Oh god. Oh no. Oh, Christ.

That was my reaction when I saw Lego’s latest video game themed set: kit #71438, “Super Mario World: Mario & Yoshi”. Nintendo and Lego have been hand-in-hand for years now. A collaboration that began with kid-friendly, app-enhanced Mario sets but has quickly expanded. We have grown-up nostalgia bait like the NES and ? Block, Animal Crossing sets, and after rejecting multiple fan pitches featuring the series, Lego Zelda arrives in a little over a month.

My point is, the concept of a set like this isn’t exactly new. This gorgeous brick-built representation of Mario riding atop his trusty dinosaur pal fits right into that ‘nostalgia bait’ category above, a set aimed squarely at people hurtling towards middle age with a longing for their childhood and enough disposable income that £115 for some plastic bricks seems ‘fair enough’. It’s aimed at me, basically. So none of this is exactly new. And yet…

This set - this is something different. Something dangerous. And I’m excited - and fearful - at what it might usher in next.

All of this feeling is triggered by the mere nature of the set - a Lego recreation of an in-game sprite, where bricks come to represent 16-bit pixels with startling accuracy. There’s been shades of this in a few other sets - most notably the NES, where over the course of an hour or so the builder would apply 1x1 tiles to a flexible sheet to create a recreation of Super Mario Bros. Level 1-1 that can sit inside the included Lego TV, to give a simulation of the game being played. This is something different, though - it’s just a great big sprite that you can put on your mantelpiece.

Lego has obviously given it a fluff up with some classically ‘Lego’ features. A crank on the side of the set makes Yoshi’s mouth open and his tongue extend, just like in the game, when turned. You’ll probably be able to connect that to some Lego ‘powered up’ elements with a bit of jiggery-pokery, meaning you can make it into a moving feature without human interaction if you so desire.

There’s also a scannable tag on the set which is readable by the digital Lego Mario figures - so popping Mario, Luigi, or Peach onto the set will trigger some sort of sound and music presentation, as with the NES. It’s all very cool, and I’d argue looks like fair enough value for money. I told you I was that person.

A Lego sprite of Mario and Yoshi sits on a glass-topped table in the middle of a nice loft bedroom.
Not where I'd chosen to have put it. | Image credit: Lego

But most interesting, and scary, is what this is, like I say, not its bonus features. Lego loves a theme it can just hammer in various shapes and forms. The company, like Nintendo, is often wildly experimental and has a lot of themes or ideas that are false starts - but when something works, they go for it. That’s why there’s so many adult-oriented Lego offerings that are highly realistic recreations of flowers in the form of the Botanical Collection. That’s why everyone from Donald Duck to Knuckles has been recreated as a ‘Brickheadz’ figure. And looking at this, I see Lego’s next great theme: Sprite Builds.

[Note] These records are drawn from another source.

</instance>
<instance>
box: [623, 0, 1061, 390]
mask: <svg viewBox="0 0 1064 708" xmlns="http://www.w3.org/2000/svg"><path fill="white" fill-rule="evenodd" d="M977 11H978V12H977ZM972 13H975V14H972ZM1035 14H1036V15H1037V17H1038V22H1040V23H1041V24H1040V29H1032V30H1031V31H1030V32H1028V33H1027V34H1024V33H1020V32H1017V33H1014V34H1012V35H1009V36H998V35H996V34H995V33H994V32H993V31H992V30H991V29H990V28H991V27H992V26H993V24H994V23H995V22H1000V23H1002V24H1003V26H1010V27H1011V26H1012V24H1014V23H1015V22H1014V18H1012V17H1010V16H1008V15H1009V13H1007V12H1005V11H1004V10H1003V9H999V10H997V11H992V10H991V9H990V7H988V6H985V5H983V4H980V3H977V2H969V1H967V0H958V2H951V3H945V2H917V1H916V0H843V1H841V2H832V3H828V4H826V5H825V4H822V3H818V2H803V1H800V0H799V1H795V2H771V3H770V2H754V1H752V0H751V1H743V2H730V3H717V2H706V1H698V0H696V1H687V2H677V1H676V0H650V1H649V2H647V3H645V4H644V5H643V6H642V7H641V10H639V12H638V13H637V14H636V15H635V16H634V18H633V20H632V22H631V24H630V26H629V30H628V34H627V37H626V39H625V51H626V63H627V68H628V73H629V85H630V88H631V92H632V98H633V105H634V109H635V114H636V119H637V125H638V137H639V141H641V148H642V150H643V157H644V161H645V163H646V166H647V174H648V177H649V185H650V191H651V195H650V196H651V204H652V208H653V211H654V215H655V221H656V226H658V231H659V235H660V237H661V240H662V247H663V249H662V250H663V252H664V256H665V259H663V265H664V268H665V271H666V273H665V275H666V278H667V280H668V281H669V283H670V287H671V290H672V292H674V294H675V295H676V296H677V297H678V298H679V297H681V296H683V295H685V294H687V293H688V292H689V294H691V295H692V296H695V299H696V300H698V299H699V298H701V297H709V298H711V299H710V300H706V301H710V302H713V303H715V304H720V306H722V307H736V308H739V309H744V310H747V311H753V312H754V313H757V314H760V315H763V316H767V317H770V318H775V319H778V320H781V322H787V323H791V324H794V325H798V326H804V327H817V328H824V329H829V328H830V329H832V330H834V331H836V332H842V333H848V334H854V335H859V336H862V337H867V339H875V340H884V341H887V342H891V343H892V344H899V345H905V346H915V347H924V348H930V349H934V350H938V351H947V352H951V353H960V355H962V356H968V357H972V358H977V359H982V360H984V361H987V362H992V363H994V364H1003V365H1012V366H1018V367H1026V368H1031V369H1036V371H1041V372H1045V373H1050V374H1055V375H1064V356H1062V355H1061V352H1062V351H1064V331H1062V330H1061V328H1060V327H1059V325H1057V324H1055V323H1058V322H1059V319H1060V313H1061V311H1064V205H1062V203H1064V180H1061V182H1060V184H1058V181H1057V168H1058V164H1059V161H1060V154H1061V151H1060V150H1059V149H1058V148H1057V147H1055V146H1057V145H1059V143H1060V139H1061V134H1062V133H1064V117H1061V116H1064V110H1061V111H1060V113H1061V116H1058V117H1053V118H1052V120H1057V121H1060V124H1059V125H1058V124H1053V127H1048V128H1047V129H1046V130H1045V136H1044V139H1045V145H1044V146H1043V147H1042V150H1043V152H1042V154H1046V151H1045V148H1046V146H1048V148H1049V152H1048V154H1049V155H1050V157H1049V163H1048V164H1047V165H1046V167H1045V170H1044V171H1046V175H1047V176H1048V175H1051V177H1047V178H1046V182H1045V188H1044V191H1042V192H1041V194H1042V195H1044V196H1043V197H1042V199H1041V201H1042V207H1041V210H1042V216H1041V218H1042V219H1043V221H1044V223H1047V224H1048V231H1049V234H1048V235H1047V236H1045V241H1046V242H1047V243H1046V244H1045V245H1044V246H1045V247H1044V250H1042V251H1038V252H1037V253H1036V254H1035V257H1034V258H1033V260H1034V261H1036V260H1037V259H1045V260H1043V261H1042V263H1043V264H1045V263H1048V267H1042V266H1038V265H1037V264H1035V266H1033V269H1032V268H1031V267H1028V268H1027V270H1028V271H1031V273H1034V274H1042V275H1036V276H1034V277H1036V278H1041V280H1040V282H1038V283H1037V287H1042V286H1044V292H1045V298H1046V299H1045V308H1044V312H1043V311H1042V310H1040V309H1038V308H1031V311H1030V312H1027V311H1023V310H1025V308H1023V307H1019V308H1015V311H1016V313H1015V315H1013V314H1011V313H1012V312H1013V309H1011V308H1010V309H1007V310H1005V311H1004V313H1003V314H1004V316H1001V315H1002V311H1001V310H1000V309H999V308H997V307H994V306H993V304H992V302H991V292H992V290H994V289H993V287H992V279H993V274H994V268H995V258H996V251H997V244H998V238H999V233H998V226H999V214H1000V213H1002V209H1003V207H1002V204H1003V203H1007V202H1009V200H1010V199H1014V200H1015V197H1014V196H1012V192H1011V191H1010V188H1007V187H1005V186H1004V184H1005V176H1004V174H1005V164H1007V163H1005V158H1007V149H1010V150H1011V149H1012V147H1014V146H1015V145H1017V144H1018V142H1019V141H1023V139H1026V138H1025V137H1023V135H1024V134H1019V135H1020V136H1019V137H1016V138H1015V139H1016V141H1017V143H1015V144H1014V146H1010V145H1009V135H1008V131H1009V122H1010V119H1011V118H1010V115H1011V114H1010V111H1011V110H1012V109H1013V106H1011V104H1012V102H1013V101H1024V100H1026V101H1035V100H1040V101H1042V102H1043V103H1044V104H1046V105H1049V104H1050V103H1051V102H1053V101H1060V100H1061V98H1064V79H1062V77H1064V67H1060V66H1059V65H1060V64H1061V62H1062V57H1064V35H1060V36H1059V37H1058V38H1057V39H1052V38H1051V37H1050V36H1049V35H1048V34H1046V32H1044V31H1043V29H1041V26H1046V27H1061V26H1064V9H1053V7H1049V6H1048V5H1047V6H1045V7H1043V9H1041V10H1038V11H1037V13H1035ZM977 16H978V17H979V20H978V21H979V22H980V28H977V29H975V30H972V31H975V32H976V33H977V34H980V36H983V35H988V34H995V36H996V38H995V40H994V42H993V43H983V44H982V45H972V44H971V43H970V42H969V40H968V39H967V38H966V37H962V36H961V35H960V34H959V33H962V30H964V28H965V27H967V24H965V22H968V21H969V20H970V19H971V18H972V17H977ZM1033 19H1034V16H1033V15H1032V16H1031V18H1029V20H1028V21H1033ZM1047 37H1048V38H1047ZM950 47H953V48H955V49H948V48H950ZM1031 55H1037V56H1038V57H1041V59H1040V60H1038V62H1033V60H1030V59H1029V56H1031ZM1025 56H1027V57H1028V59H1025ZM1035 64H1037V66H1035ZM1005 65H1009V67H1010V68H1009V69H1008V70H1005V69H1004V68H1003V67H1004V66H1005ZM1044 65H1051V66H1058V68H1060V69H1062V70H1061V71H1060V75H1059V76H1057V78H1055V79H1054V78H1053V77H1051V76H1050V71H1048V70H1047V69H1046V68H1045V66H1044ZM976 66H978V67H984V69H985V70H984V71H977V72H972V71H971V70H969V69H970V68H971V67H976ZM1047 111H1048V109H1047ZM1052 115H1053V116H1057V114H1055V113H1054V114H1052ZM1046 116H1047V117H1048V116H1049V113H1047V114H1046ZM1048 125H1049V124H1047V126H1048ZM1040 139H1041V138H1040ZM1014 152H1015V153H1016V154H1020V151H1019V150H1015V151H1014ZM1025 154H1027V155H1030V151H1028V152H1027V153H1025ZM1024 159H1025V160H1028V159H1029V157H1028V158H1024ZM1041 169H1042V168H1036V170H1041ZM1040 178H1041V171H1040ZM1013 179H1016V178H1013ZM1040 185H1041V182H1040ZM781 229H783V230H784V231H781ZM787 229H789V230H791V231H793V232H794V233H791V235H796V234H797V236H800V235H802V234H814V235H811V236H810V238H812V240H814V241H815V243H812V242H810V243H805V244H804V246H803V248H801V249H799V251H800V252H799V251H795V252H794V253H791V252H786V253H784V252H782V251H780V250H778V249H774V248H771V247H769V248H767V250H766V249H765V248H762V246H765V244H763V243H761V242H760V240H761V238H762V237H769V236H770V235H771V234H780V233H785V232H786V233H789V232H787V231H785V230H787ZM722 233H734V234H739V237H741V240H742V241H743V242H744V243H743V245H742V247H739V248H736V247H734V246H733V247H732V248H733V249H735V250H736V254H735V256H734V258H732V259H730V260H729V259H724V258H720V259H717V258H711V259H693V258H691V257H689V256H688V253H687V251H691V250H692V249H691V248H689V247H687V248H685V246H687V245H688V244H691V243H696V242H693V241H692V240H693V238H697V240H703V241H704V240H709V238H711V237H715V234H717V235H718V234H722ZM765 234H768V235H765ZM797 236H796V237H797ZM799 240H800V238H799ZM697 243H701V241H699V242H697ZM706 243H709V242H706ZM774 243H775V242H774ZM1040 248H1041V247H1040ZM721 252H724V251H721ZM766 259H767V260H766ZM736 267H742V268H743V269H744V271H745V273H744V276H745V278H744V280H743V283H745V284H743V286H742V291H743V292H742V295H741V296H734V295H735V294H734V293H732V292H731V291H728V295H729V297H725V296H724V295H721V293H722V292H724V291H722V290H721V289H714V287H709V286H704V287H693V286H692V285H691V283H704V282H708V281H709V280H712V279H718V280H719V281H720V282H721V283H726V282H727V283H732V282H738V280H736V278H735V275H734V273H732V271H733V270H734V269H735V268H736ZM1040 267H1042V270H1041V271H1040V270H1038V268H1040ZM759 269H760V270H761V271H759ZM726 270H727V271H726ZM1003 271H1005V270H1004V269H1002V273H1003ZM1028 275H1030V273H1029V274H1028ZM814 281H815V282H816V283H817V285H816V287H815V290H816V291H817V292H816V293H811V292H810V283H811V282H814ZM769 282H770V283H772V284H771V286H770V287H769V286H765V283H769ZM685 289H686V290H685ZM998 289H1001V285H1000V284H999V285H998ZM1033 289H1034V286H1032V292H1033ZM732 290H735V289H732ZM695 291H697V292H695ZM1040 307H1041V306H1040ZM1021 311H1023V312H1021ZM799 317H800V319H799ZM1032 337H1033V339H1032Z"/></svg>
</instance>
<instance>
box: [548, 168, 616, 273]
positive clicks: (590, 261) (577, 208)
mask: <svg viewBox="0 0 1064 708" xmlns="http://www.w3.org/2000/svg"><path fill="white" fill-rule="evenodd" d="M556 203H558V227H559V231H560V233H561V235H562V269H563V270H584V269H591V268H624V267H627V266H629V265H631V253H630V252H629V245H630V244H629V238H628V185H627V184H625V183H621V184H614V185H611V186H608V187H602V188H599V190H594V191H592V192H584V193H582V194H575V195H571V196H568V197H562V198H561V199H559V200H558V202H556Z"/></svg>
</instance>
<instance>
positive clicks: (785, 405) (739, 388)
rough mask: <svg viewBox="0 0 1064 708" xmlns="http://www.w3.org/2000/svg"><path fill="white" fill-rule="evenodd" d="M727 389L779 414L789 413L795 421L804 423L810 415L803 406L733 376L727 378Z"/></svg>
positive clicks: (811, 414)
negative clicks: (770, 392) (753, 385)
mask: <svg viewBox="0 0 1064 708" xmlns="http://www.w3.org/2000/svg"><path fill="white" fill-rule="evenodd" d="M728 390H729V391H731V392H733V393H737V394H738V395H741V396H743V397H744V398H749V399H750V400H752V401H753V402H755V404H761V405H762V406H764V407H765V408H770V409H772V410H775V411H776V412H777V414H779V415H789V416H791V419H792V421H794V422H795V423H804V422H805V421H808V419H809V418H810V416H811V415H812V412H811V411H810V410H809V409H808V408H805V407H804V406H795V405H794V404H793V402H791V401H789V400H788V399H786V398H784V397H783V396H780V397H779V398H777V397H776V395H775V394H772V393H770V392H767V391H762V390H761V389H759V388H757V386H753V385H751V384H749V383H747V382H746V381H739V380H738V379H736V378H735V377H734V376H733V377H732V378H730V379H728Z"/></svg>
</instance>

Lego already has a range of existing video game relationships; we’ve had sets in partnership with Atari, Namco, Sega, PlayStation, and Nintendo. Of those, four in particular are companies with some truly iconic sprite art. And I can just imagine - a Sonic 2 or 3 Sonic with the swirling running animation recreated with some sort of moving feature, like Yoshi’s tongue? A chomping, gobbling Pac-Man? Streets of Rage’s Axel delivering a blazing uppercut? Or better still, a partnership with Capcom for a Lego-animated Shoryuken?

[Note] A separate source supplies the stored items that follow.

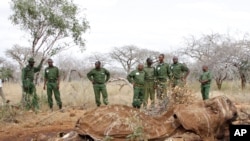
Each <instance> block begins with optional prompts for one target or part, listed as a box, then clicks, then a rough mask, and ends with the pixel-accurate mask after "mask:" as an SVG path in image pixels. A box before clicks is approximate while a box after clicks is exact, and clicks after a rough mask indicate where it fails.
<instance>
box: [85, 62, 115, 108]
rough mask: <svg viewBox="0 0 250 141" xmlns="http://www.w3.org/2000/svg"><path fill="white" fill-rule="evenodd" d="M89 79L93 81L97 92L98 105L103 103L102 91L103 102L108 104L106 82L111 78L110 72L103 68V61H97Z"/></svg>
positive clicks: (97, 101)
mask: <svg viewBox="0 0 250 141" xmlns="http://www.w3.org/2000/svg"><path fill="white" fill-rule="evenodd" d="M87 77H88V79H89V80H90V81H91V82H92V84H93V88H94V93H95V102H96V105H97V107H99V106H100V105H101V101H100V93H102V98H103V103H104V104H105V105H108V93H107V89H106V85H105V83H106V82H107V81H108V80H109V78H110V73H109V71H108V70H106V69H105V68H101V62H100V61H97V62H95V68H94V69H92V70H91V71H90V72H89V73H88V74H87Z"/></svg>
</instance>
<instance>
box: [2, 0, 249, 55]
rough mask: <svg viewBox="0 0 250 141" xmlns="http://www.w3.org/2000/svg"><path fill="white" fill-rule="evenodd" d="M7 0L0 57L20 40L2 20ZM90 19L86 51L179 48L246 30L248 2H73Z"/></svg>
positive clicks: (146, 0)
mask: <svg viewBox="0 0 250 141" xmlns="http://www.w3.org/2000/svg"><path fill="white" fill-rule="evenodd" d="M9 2H10V0H1V1H0V21H1V22H0V30H1V35H0V43H1V44H0V45H1V47H0V55H1V56H3V55H4V51H5V50H6V49H8V48H11V47H12V46H13V45H14V44H20V45H22V44H25V41H26V40H27V38H26V37H25V36H24V34H23V31H20V30H19V29H18V28H17V27H14V26H13V25H12V24H11V22H10V21H9V20H8V17H9V16H10V13H11V11H10V6H9ZM75 3H77V4H78V5H79V6H80V7H81V8H82V9H84V8H85V14H86V17H87V19H88V21H89V22H90V26H91V29H90V30H89V31H88V32H87V33H86V34H85V35H84V36H85V37H86V40H87V42H86V51H85V52H84V53H83V55H84V54H90V53H91V52H108V51H110V50H111V48H112V47H120V46H124V45H131V44H133V45H136V46H138V47H141V48H148V49H151V50H156V51H160V52H166V51H173V50H174V48H179V47H181V46H182V42H183V38H184V37H187V36H189V35H195V36H199V35H201V34H210V33H212V32H213V33H216V32H219V33H227V32H243V33H245V32H248V33H250V8H249V5H250V1H248V0H75ZM69 52H70V53H76V52H78V50H70V51H69Z"/></svg>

A woman holds Mario & Yoshi 71438 set
Woman for scale. | Image credit: Lego

All of this is easy to imagine in the form of Lego bricks - but it’s also easy to imagine how each could be enhanced beyond a simple build, which is what the company’s designers love to do most.

The second I saw this set, I knew all of these possibilities were inching closer to reality. I also knew what that might mean for my bank balance. A heaving can of fattened worms has been opened. But I am here for it.

Lego Super Mario World: Mario & Yoshi is out October 1, 2024 - but can be pre-ordered now.